Noindex pages in Google Search Console
8:16 “[Some pages] were wrongly set to noindex. This was fixed a couple of months ago. […] We tried to request the indexing via Search Console [and] resubmitting sitemaps but still, we don’t get these pages indexed. Do you have any ideas as to what might cause Googlebot not to listen to the indexing requests or if there are any known issues in Search Console with indexing?”
John: “I don’t think there are any known issues in that regard, but sometimes we’re a little bit conservative with regards to submitting to indexing requests, which is probably partially what you’re seeing there. […] On the one hand, if we see that a page is noindex for a longer period of time, then we usually slow down with crawling of that. […] It also means that when the page becomes indexable, we’ll pick up crawling again, so it’s essentially that one kind of push that you need to do.
Another thing is that since Search Console reports on essentially the URLs that we know for the website, it might be that the picture looks worse than it actually is. That might be something that you could look at by, for example, looking in the Performance Report and filtering for that section of the website, or those URL patterns, to see if that number of high noindex pages in Search Console is reporting on pages that weren’t really important and the important pages from those sections are actually indexed.”
John also stated that “[…] a sitemap is essentially a good start, but another thing that you could do is make it clear with internal linking that these pages are very important for the website so that we crawl them a little bit faster. That can be a temporary internal linking where you say: for a couple of weeks, we link to individual products from our home page. […] Essentially, when we find that the internal linking has significantly changed, then usually we go off and double-check those pages too. So that could be a temporary approach to pushing things into the index again. With internal linking, it’s not that you’re saying these are important pages across the web but rather important pages relative to your website. So if you significantly change the internal linking, it can happen that other parts of the website, that were maybe just barely indexed, drop out at some point. So that’s why I would do that on a temporary level and say, I want to push these back into the system so that they get recrawled at the regular rate, and then I’ll change the internal linking back so that everything is more normal again.”
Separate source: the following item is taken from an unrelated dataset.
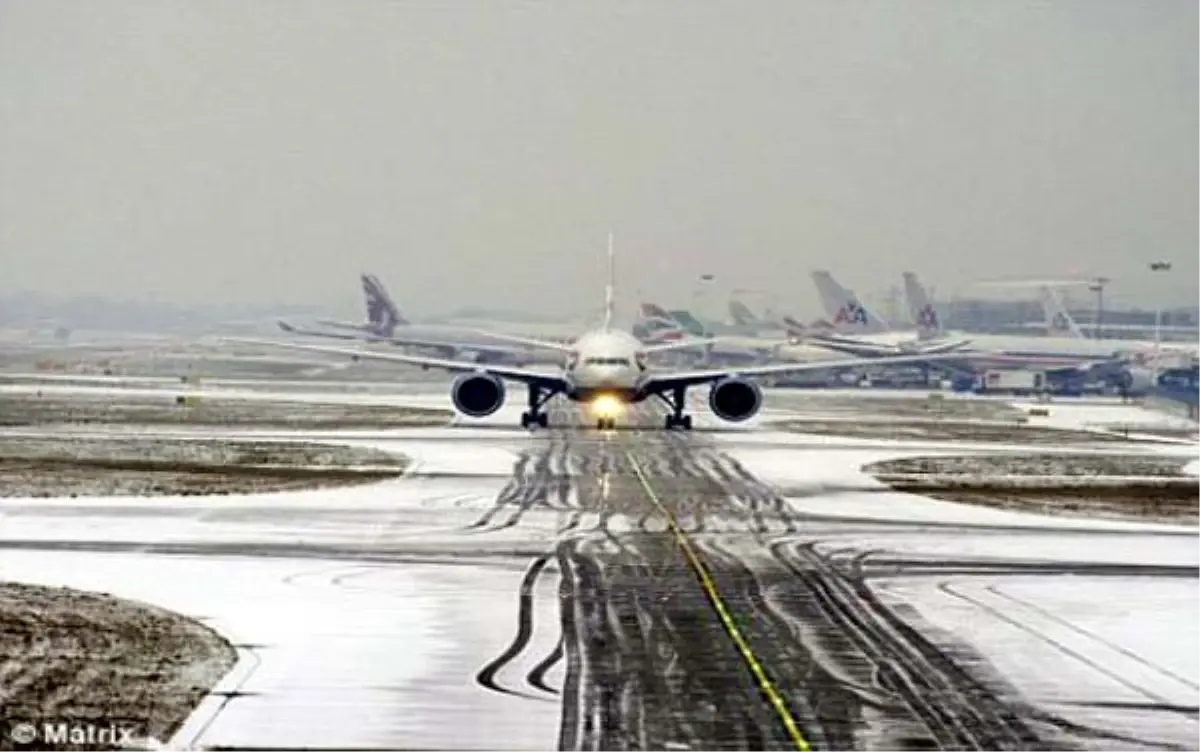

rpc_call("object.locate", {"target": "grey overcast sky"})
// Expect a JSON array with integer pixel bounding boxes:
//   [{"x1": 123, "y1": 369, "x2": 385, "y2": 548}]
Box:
[{"x1": 0, "y1": 0, "x2": 1195, "y2": 319}]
With regard to adding links to the footer, John added:” I think that would work too. It’s usually better if we can find it on really important pages on the website, usually like on your home page, […] where you’re saying that this is important for you, therefore, we’ll go double-check that page.”
14:25 “I’m using a WordPress website, and I’m using two plugins. One [of them] automatically adds a rel=” canonical” link to every page. […] [The other one is a translator plugin] that adds [to] every page a rel=” alternate” link. Does it make it logical that it says: for that URL, it’s canonical, but it’s also an alternate? Does it conflict somewhere in the crawler?”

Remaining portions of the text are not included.